Василий, сторонясь ног женщины, вошел во двор, снял со стены косу и косой перерезал старые черные вожжи. Он не дал упасть Настиному легкому телу на землю, подхватил ее.
Старуха сказала спокойно:
— Ты положи ее тут у стены. Отдохнет на солнышке. В темноте-то еще належится. Розка, пошла прочь, шкура! Я тебя, лупоглазая.
Коза отошла от Насти. Головой помотала, размахнулась Ваську боднуть, получила от него кулаком по лбу, отскочила и, открыв рот, задумалась.
Дома Васька написал Настю в воротах. Старуха комком сидела на камне. Коза, похожая на собаку, бодала столб.
Когда Васька отступал от мольберта, между ним и холстом прямо в воздухе повисали Настины ноги, черно-белые, как на фотопластинке, омерзительно реальные, хоть и призрачные.
Он написал их на холсте опускающимися от верхней планки подрамника. Через них просвечивали ворота, небо и коза. Картина утратила реалистический драматизм, поднявшись в некий надбыт, в плоскость символов.
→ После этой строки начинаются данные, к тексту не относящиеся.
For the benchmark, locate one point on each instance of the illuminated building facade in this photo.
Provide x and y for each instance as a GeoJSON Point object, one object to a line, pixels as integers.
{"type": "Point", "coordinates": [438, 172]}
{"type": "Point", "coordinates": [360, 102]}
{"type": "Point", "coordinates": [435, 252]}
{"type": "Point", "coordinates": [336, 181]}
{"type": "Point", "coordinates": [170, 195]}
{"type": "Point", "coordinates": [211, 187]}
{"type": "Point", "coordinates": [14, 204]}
Васька написал солдатское кладбище немцев, похожее на дыру в земле, и чахоточный трактор. Написал яблоню и красные яблоки, текущие по утору в торфяную воду реки.
Старый художник Косых, у которого Васька учился, прошептал, щуря конъюнктивитные веки и как бы шелушась:
— В работах студентов хотелось бы видеть Победу.
— Это Победа, — ответил Васька.
Васькин друг, студент-живописец Михаил Бриллиантов, выпив пива трехлитровую банку, и отдуваясь, и вытирая губы трикотажным рукавом, совет дал мудрый:
— Не хочешь, чтобы прогнали из Академии, пиши рыбу: окуней, селедок, сомов. Как Франс Снейдерс. Или, знаешь что — птиц…
Василий попробовал и рыбу, и птиц. Выразительно получились птицы. Они летели вертикально вниз. Скорость обезображивала их, отрывала от них куски. Свист переходил в визг, А рыба? Она совершенна. Она мертва. Писать боль через совершенство — наверное, кто-то умел и умеет, наверное… Но болит голова.